Binaural Nodar develops a permanent educational program that expands across the territory and its different educational communities, whether children and young people, senior citizens or students and professionals in the arts and social sciences areas. Our educational approach aims, in the first place, to cover a formative “territory” unexplored by most cultural organizations: the deep knowledge of places, their economic, cultural, religious and social dynamics, promoting the deepening of “new senses of place”. It is our understanding that there is a tendency in workshops developed all over the world to focus on the goals of developing personal expression, based on the teaching of techniques arising from the visual arts, theater or dance that often are separated from geographical and community-specific contexts.
In 2008, Binaural Nodar launched its first educational project entitled “Sound villages”, a project that consisted of recording, editing and mapping the acoustic heritage of rural villages in parallel with its geographical, historical and socio-cultural mapping. The project involved primary and secondary schools in rural areas, having started in the academic year 2008-2009 at the Secondary School of S. Pedro do Sul and passed through other municipalities such as Arouca and Vila Nova de Paiva. “Sound villages” encourages students from rural areas to “open their ears” to the acoustic world that surrounds them, involving them in an analytical and collaborative process of capturing, editing and publishing on the internet specific sound environments of each village or rural landscape. During the multiple field sessions carried out with rural children and youth, more than a hundred sound recordings were captured, currently included in the Binaural Nodar Digital Archive.
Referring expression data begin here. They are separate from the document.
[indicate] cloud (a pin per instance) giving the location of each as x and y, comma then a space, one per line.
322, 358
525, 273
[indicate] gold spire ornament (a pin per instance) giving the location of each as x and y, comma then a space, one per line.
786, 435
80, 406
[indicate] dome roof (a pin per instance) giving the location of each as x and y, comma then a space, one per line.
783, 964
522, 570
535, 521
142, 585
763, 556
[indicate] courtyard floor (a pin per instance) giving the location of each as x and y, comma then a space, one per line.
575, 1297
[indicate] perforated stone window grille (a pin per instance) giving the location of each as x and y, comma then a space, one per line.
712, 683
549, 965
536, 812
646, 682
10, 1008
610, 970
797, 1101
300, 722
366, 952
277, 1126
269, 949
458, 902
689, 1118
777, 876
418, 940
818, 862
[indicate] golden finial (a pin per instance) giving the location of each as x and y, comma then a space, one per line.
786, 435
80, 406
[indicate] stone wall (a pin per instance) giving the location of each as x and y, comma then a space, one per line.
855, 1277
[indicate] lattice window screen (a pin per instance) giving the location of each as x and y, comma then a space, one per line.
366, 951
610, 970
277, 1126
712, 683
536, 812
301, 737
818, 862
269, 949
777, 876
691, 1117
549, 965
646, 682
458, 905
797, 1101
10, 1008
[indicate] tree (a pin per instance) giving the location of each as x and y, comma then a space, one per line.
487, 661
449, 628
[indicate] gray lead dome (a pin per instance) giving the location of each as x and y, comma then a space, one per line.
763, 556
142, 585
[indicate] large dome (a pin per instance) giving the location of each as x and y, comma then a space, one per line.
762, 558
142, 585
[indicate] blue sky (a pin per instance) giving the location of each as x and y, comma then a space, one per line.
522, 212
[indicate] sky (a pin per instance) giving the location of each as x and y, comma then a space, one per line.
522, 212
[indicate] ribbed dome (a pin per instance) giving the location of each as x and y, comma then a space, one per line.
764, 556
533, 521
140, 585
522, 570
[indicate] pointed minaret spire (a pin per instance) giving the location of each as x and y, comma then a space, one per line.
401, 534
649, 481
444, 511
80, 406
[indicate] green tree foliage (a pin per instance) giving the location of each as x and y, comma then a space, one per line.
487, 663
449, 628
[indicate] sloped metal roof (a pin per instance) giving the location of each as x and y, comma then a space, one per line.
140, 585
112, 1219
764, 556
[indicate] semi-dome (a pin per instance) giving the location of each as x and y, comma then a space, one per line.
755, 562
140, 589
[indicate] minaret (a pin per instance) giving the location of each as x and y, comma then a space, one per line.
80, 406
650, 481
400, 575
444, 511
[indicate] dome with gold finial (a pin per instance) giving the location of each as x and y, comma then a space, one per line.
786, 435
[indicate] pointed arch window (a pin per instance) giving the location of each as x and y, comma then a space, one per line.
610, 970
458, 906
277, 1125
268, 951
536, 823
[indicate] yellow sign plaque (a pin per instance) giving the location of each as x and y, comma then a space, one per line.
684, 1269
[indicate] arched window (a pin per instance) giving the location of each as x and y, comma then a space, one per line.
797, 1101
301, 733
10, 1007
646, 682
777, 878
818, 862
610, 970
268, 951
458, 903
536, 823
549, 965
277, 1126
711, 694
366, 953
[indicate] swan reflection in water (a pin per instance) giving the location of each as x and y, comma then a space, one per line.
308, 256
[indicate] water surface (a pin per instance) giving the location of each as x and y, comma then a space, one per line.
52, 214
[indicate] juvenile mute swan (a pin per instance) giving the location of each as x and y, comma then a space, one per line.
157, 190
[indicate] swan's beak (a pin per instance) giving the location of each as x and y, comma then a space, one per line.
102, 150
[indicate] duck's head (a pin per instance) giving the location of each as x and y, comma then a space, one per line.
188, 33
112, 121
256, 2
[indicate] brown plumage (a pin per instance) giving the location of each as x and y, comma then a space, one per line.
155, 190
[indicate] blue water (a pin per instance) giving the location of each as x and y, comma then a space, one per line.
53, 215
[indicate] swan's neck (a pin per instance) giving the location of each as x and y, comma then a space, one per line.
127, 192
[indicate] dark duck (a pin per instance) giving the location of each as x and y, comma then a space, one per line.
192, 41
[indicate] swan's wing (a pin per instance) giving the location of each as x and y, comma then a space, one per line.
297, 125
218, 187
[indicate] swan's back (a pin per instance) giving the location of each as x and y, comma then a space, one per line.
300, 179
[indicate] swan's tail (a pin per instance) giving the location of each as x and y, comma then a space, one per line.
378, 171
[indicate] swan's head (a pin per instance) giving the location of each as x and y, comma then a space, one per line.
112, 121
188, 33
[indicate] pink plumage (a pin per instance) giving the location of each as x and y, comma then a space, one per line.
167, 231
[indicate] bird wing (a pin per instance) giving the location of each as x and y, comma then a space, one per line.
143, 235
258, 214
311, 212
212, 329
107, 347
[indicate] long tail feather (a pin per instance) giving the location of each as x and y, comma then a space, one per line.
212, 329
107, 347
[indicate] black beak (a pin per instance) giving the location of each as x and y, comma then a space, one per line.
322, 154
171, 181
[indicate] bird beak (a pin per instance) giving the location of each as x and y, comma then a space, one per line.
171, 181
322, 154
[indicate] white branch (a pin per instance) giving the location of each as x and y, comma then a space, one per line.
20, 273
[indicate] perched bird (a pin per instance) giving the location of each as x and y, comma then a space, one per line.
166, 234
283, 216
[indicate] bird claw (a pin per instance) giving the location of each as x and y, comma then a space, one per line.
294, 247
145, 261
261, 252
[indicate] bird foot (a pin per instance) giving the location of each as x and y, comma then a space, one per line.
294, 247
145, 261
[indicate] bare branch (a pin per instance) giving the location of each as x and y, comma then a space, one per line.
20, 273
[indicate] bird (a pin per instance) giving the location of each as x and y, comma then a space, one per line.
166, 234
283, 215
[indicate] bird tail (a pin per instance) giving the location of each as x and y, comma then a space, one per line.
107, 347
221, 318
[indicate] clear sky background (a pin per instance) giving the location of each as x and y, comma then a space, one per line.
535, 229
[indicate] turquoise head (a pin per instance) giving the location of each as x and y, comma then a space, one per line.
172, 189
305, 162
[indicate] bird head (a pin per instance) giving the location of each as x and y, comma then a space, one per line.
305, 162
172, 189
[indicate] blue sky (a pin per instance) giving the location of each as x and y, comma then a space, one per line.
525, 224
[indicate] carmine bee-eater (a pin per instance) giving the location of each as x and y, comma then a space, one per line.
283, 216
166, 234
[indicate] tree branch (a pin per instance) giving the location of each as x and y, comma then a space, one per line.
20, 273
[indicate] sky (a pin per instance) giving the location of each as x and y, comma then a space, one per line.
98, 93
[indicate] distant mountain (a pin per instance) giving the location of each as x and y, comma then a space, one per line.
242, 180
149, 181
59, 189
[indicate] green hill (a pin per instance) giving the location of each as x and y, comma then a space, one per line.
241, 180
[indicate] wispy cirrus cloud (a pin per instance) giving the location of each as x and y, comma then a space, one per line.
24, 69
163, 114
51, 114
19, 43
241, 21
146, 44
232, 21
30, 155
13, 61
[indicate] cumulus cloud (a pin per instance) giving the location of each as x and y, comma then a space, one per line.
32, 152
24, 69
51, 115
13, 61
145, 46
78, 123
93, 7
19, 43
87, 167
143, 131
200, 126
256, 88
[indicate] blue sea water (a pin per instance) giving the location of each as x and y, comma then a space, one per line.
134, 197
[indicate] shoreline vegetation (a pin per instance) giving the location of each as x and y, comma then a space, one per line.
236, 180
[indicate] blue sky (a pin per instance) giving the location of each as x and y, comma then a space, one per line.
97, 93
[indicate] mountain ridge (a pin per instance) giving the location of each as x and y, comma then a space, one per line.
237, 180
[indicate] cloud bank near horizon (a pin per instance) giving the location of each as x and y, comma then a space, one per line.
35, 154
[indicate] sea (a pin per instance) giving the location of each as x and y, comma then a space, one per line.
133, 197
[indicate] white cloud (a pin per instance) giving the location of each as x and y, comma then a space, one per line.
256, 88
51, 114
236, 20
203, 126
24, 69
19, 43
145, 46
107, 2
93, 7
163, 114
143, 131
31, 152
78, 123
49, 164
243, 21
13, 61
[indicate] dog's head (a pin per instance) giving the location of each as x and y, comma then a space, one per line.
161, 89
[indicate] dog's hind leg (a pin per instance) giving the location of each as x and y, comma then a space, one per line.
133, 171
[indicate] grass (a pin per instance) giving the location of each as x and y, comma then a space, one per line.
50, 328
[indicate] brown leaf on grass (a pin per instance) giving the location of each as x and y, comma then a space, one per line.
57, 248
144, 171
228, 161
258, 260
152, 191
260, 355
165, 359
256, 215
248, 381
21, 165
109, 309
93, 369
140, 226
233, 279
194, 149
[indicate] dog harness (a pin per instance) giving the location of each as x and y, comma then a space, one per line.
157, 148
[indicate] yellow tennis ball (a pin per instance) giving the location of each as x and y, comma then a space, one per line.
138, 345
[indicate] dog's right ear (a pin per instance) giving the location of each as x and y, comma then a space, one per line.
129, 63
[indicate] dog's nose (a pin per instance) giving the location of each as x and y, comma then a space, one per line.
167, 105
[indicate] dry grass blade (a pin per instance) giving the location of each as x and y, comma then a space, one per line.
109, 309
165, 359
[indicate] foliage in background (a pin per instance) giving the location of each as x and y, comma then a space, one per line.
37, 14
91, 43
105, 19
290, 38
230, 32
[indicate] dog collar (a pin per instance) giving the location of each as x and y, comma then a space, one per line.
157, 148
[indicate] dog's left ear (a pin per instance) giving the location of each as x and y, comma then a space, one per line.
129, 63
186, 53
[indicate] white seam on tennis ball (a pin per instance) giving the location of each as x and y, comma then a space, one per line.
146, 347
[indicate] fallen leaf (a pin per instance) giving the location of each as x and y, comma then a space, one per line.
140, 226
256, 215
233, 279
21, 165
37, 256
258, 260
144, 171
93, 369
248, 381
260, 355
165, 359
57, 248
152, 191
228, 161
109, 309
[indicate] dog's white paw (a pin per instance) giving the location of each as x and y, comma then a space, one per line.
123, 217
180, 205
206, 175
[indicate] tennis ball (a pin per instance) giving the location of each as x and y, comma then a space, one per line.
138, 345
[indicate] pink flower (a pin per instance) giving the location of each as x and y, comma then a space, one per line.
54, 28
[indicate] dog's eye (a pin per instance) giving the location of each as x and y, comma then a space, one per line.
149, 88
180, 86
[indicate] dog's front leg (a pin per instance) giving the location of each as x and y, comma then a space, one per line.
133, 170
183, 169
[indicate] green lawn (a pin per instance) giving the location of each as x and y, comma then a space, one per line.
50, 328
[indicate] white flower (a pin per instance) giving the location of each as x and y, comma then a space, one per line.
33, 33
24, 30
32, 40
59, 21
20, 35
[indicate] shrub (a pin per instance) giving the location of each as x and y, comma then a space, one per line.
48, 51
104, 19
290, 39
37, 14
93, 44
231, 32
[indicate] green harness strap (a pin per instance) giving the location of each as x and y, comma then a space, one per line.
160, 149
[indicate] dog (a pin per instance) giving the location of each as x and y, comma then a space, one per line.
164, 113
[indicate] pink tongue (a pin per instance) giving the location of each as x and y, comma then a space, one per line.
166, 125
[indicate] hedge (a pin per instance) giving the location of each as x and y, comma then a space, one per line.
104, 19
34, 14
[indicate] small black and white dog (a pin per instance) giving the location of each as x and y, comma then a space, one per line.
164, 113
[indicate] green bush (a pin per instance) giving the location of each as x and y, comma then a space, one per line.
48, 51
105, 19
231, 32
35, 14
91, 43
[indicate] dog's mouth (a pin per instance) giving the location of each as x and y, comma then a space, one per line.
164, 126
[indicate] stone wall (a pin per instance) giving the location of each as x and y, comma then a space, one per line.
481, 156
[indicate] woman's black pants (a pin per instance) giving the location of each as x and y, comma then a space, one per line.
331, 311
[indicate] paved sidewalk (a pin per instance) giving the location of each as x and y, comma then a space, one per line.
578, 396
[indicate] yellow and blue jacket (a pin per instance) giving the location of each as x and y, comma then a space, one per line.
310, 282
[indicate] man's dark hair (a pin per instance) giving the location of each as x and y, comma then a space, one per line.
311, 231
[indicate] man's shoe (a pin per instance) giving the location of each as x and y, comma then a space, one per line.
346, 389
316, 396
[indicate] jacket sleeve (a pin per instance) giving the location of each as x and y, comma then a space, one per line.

Taking into account the results of that first educational project, in the following years Binaural Nodar deepened its educational methodologies, in growing articulation with municipalities such as São Pedro do Sul, Vouzela, Castro Daire and Viseu and their respective school directions and more than two dozen new workshops were developed, involving aspects related to the perception of both natural and cultural heritage and the expressiveness potential that it includes. Examples are: “Human field recordings”, “Discovering the rural phonosphere”, “Vouzela Sonora”, “I hear, I remember, I feel”, “Children on the loose at the ethnographic museum”, “Sketch & Sound”, “Cage / Objects”, “Sonic vegetable garden”, “Talking books”, “Imaginary sounds”, “Nature orchestra”, “Noise Lab – experimenting with John Cage” and many others.